Multi-layer Agents

The agent component forms the core of the MLSysOps framework. It provides essential integration logic across all layers, connecting the configuration mechanisms of the underlying system, telemetry data collected from various system entities (e.g., application, infrastructure), and system configuration policies. Figure 32 illustrates the high-level architectural structure of the agent. The component exposes two interfaces—the Northbound and Southbound APIs—which offer structured methods for different system users to interact with it.
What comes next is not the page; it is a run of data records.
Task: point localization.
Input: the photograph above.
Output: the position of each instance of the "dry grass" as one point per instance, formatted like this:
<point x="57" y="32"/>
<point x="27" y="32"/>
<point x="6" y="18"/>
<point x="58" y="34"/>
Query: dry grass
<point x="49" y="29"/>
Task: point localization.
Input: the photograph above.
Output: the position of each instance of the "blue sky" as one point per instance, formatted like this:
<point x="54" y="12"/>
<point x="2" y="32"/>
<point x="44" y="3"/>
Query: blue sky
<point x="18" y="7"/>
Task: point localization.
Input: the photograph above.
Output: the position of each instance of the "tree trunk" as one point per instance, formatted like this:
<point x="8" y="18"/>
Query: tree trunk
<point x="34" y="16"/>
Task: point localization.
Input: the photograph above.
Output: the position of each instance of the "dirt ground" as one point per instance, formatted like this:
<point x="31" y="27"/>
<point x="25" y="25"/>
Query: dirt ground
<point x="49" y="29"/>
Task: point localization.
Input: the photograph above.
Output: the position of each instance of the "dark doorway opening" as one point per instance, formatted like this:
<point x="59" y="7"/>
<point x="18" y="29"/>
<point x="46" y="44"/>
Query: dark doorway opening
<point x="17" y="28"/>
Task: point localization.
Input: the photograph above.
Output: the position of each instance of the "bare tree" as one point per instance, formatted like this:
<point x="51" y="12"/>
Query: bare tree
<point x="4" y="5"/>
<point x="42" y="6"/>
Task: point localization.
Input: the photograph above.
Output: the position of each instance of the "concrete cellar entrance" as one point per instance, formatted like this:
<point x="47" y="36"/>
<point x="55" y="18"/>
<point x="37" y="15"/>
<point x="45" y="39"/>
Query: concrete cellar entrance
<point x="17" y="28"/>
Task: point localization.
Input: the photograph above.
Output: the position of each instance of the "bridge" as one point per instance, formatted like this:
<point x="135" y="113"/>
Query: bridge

The Northbound API targets application and policy developers, whereas the Southbound API is primarily intended for system administrators and mechanism providers.

The agent follows MAPE (Monitor-Analyze-Plan-Execute) paradigm, which was proposed in 2003 [55] to manage autonomic systems given high-level objectives from the system administrators, by using the same notion for the main configuration tasks, depicted as MAPE Tasks in Figure 32. The programming language of choice is Python, and leverages SPADE Python multi-agent framework [56] to form a network of agents that can communicate through XMPP protocol and a set of defined messages, providing any necessary functionality from internal tasks that are called behaviours. To achieve seamless operation between the various sub-modules, the agent implements a set of controllers that are responsible for managing the various external and internal interactions. One important design goal of the agent was extensibility. This goal is achieved by defining simple yet powerful abstractions for two important actors interacting with the system: on one side, the policy developer, who implements the core management logic, and on the other side, the mechanism provider, who exposes the available configuration options for a subsystem. Both abstractions are integrated into the MLSysOps agent as plugin functionalities, specifically named policy and mechanism plugins. The agent's analysis, planning, and execution tasks depend on this plugin system to generate intelligent configuration decisions—provided by the installed policy plugins—and to apply those decisions to the underlying system via the available mechanism plugins.

The agent software is structured into different module types:

  • Core Module – Provides foundational functionalities shared by all agent instances (continuum, cluster, and node).
  • Layer-Specific Modules – Offer customized implementations specific to the roles of continuum, cluster, or node agents.
  • External Interface Modules – Facilitate interactions between the agent framework and external entities. These modules include the CLI, Northbound API, ML Connector, policy and mechanism plugins.

This modular architecture ensures consistency in core functionalities across all agents, while also supporting customization and extension for specific layers and external interactions.